At the very least, a roadmap should be put in place to demonstrate to workers when this burden will be reduced. Assessing base broadening measures and entry points to the personal tax system in Ireland should also be considered in an equitable way over time. It should also be noted that personal tax rates will become a greater differentiator for the location for investment in a post BEPS world and future plans for a minimum corporate tax rate for large enterprises. With respect to proposed reforms to promote and maintain employment, our response notes a number of potential changes to current relief such as Special Assignee Relief Programme, the Foreign Earnings Deduction and increased relief for remote working.

Climate actions

It is important that the investment in green infrastructure and technology is stimulated and also that the associated tax rules are certain and clear. We have identified a number of tax measures which would support the renewable energy sector including:

  • The potential reintroduction of relief for investment in renewable energy generation;
  • Extension of the Capital Gains Tax participation exemption on the sale of companies that host early-stage renewable energy projects;
  • Revisions to the rules on tax relief for pre-trading expenditures to bring such rules in line with the UK provisions;
  • Providing for a zero rate of VAT to be applied to renewable energy projects until such time as the project is operational, to ease the cash flow burden on renewable energy developers;
  • Introduction of a solar energy fund tax regime to encourage investment in solar energy and to reduce the cost barriers to entry.
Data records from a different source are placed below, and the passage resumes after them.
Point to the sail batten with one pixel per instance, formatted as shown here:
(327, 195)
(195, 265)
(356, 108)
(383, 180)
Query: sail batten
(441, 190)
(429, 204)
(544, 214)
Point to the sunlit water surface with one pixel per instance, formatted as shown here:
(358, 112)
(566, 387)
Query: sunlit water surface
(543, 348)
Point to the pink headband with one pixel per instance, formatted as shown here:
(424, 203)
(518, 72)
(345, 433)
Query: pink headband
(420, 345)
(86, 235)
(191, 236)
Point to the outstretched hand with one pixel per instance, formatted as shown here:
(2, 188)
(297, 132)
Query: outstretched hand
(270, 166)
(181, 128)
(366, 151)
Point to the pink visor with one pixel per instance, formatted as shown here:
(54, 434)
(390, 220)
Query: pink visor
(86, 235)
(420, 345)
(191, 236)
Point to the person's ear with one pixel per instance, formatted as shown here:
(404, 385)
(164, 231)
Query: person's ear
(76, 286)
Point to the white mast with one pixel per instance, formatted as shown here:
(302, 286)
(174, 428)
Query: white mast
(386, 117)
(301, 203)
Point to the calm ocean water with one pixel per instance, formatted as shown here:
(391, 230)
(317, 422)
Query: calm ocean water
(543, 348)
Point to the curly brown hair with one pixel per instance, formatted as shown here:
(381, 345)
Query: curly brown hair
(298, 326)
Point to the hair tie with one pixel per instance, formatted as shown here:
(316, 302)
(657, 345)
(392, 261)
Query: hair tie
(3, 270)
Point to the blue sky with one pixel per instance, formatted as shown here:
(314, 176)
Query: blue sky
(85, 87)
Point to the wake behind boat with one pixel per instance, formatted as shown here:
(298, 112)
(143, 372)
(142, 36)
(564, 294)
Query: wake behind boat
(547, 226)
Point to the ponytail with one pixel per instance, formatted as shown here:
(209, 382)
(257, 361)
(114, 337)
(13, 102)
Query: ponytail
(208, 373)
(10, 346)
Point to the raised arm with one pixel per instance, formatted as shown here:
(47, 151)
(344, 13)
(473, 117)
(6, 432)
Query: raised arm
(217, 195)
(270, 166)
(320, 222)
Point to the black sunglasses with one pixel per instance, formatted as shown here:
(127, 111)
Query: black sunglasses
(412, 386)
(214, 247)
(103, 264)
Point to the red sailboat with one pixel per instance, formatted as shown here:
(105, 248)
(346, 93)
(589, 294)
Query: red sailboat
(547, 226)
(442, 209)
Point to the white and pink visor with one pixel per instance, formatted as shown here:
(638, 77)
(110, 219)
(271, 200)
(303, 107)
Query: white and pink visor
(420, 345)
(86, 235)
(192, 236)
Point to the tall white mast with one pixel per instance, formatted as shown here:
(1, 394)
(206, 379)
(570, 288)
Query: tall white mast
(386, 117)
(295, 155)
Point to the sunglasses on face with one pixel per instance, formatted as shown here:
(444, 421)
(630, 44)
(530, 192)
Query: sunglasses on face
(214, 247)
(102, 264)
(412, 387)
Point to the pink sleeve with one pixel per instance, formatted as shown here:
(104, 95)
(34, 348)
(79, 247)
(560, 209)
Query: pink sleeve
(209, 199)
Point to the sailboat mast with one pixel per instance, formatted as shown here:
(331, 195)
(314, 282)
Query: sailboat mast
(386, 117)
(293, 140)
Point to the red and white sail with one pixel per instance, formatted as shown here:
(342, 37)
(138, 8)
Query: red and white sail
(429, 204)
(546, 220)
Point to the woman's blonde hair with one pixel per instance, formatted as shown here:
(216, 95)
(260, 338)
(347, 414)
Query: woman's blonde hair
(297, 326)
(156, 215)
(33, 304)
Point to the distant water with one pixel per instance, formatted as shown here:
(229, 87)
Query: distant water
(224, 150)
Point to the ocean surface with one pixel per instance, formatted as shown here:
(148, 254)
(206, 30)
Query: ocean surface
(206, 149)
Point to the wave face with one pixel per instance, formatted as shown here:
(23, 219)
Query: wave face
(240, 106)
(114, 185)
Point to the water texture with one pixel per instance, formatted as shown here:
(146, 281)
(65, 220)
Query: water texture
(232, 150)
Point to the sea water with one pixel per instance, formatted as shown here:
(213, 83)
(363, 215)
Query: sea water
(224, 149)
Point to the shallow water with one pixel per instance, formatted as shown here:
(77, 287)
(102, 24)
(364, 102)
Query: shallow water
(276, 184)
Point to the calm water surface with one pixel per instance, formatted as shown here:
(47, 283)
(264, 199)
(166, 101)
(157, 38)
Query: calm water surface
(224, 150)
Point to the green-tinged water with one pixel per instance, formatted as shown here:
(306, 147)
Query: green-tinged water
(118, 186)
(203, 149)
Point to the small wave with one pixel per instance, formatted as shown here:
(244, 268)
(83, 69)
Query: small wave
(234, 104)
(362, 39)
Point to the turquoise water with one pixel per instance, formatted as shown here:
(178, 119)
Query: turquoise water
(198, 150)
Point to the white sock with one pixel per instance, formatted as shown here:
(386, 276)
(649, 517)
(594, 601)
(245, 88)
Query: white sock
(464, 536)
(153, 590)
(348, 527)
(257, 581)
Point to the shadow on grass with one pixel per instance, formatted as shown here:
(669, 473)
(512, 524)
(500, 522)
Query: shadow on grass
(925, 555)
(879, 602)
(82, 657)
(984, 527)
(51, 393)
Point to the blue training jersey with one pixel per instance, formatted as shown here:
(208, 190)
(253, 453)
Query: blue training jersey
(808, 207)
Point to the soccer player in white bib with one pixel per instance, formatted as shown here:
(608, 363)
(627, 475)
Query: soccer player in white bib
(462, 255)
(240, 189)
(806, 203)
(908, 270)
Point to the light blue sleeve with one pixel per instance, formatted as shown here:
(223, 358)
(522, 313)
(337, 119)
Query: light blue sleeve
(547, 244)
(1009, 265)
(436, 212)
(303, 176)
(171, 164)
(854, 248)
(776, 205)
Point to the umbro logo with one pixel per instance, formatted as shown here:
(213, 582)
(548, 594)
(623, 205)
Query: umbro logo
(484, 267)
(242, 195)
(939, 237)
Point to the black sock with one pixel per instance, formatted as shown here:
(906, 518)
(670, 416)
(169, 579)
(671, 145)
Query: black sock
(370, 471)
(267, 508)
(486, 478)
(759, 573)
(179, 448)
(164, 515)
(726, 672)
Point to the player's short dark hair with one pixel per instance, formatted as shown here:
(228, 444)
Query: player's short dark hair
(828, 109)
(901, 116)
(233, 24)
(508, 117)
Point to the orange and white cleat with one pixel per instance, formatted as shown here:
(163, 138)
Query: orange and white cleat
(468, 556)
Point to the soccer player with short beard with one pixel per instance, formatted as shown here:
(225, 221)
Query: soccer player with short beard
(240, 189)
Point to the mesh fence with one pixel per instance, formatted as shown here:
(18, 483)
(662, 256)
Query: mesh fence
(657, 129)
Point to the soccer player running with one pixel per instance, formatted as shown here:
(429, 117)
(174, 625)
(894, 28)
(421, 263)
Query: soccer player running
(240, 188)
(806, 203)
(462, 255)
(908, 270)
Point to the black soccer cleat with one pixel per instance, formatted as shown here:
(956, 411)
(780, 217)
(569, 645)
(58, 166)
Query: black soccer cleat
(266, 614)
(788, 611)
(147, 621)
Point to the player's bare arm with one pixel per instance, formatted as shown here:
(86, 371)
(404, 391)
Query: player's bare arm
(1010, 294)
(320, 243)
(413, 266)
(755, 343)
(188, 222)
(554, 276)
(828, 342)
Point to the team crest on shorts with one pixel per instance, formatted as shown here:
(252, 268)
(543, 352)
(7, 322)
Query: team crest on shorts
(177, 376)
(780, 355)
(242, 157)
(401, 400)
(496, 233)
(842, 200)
This would also help Ireland achieve committed carbon reduction targets and could position Ireland as a European leader in this area; and
  • Enhanced tax exemption and reliefs for companies and individuals in respect of certain gains and investments (e.g. EIIS), accelerated capital allowances for energy efficient equipment.

Housing and Infrastructure

Our responses to general housing related questions outlined a number of recommendations including an extension of various Stamp Duty reliefs (e.g. development of residential property on the site and re-purposing the property for residential purposes); a reintroduction of Mortgage Interest Relief and an expansion of the Help to Buy scheme to second-hand homes and second-time buyers in certain circumstances.

Next steps

Following the public consultation, the Commission proposes to engage with stakeholders including representatives from community, voluntary and environmental groups as well as business, unions, research institutes and the academic community through the proposed Dialogue on the Future of Tax and Welfare in Ireland. This event is expected to take place in early 2022 and stakeholders will be notified of the opportunity to participate in a timely fashion.